Life as a cub at Tiger Kingdom is a walk in the park compared to adulthood. Most of the adults are confined in cages 24 hours a day and are only let out on busy days when the operation swells with visitors who want tiger selfies. (Tiger selfies are extraordinarily popular with men who use them on dating site profiles, and Buddy’s home state of New York went so far as to ban tiger selfies because of their prevalence.)

When you consider the context, it’s really not surprising when someone like Waraschaya Akkarachaiyapas feels perfectly comfortable literally molesting the animals for her amusement.

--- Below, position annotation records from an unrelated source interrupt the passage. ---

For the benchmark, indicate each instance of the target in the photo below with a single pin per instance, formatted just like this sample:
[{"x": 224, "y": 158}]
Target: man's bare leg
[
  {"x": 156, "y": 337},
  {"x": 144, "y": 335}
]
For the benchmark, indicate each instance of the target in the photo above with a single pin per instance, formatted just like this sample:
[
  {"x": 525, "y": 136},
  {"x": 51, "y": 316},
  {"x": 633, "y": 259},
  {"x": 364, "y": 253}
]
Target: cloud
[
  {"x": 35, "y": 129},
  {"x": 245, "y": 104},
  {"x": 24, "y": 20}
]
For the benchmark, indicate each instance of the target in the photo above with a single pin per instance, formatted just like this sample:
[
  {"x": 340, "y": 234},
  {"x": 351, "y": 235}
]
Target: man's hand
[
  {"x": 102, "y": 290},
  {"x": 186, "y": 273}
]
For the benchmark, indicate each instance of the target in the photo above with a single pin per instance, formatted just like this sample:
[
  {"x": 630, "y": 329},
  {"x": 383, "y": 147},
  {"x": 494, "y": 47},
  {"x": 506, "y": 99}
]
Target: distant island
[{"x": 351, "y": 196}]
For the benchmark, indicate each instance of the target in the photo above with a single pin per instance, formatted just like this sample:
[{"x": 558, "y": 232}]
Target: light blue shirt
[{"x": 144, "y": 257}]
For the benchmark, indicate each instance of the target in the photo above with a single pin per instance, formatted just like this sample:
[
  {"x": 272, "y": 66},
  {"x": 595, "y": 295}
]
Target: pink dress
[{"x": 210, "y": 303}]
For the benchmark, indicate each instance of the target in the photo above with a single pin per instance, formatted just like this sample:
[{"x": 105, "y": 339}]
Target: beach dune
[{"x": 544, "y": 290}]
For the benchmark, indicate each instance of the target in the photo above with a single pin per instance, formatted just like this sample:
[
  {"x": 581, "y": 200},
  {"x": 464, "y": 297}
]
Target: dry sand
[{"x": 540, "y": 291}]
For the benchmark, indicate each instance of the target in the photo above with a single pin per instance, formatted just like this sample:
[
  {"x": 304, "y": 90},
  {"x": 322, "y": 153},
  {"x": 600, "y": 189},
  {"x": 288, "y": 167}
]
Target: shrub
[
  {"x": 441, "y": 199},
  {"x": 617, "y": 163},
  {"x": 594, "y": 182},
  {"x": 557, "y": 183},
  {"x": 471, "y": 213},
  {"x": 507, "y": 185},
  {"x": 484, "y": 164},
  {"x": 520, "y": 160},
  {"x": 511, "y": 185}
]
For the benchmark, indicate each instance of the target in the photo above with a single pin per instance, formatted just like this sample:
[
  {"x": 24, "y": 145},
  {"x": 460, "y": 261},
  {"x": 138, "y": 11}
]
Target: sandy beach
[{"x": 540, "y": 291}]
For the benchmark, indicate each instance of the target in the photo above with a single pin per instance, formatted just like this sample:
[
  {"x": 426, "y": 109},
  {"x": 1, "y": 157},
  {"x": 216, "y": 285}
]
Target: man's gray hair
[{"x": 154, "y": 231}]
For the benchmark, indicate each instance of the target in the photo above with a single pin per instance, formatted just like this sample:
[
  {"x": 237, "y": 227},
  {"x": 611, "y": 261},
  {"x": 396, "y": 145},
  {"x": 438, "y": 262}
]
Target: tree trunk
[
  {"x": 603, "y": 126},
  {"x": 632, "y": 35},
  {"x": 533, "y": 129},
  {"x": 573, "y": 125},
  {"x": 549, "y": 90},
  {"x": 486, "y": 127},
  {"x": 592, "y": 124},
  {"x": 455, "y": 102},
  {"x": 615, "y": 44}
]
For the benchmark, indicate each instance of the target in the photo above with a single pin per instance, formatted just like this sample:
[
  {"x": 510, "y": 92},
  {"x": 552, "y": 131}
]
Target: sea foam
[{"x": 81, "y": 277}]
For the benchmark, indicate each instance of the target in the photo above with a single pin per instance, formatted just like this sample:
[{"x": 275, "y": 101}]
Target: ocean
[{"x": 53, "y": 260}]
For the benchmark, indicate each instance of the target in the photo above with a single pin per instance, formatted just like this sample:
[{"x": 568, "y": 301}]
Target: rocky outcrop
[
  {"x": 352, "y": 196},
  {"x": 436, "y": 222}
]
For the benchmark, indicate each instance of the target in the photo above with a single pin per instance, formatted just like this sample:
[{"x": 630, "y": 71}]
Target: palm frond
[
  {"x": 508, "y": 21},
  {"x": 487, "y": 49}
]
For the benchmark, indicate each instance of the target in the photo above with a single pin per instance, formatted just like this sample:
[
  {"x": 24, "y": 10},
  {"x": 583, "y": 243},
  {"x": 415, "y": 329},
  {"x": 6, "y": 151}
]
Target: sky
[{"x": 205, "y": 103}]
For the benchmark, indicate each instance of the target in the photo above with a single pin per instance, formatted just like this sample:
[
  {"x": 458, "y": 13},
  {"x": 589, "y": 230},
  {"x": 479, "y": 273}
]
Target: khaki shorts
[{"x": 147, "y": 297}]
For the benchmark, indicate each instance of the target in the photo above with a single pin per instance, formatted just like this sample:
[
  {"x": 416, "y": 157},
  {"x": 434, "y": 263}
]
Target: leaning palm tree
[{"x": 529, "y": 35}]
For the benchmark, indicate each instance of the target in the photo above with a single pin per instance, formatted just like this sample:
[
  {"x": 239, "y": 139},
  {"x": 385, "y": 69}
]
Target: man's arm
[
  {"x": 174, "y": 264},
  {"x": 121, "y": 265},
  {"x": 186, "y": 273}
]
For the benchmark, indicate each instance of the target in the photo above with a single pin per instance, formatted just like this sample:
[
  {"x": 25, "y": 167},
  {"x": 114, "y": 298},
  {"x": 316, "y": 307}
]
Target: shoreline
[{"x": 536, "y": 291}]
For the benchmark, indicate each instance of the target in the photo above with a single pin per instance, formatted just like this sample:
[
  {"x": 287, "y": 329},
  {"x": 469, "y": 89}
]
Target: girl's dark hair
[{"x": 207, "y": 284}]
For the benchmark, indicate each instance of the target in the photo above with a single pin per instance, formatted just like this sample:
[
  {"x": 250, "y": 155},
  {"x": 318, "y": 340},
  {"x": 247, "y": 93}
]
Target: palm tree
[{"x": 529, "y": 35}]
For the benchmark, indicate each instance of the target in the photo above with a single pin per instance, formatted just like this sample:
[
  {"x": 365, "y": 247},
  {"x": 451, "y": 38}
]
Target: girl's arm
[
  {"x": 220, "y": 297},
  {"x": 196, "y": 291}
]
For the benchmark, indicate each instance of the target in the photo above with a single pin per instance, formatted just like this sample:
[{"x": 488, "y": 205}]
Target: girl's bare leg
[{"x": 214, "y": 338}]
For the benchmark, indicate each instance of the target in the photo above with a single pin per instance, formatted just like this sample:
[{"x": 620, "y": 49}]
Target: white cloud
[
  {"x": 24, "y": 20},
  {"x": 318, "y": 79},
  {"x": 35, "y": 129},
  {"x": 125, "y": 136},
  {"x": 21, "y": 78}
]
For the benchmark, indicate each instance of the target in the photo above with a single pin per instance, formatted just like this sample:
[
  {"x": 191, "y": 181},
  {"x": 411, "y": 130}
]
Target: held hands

We’ve poached this species to the brink of extinction and destroyed its habitat. We make rugs of their pelts, mount their taxidermied heads to our walls, sell their claws and teeth as trinkets, and grind their bones into dust for use in elixirs that allegedly cure ailments like baldness and erectile disfunction, according to ridiculous millennia-old folk medicine systems. (Having exhausted their supply of tigers to slaughter for traditional Chinese “medicine,” the Chinese have turned to poaching the Amazon’s jaguars to fuel their insatiable appetite for big cat parts. Jaguar poaching has skyrocketed “200 fold” in the last five years to fuel Chinese demand for animal parts.)

In that context, literally molesting a helpless animal is a drop in the ocean of abuse, decimation and the destruction of the dignity of these amazing animals. We’re supposed to be the intelligent species on this planet, the wise caretakers of the only world that we know of brimming with life. We are failing miserably.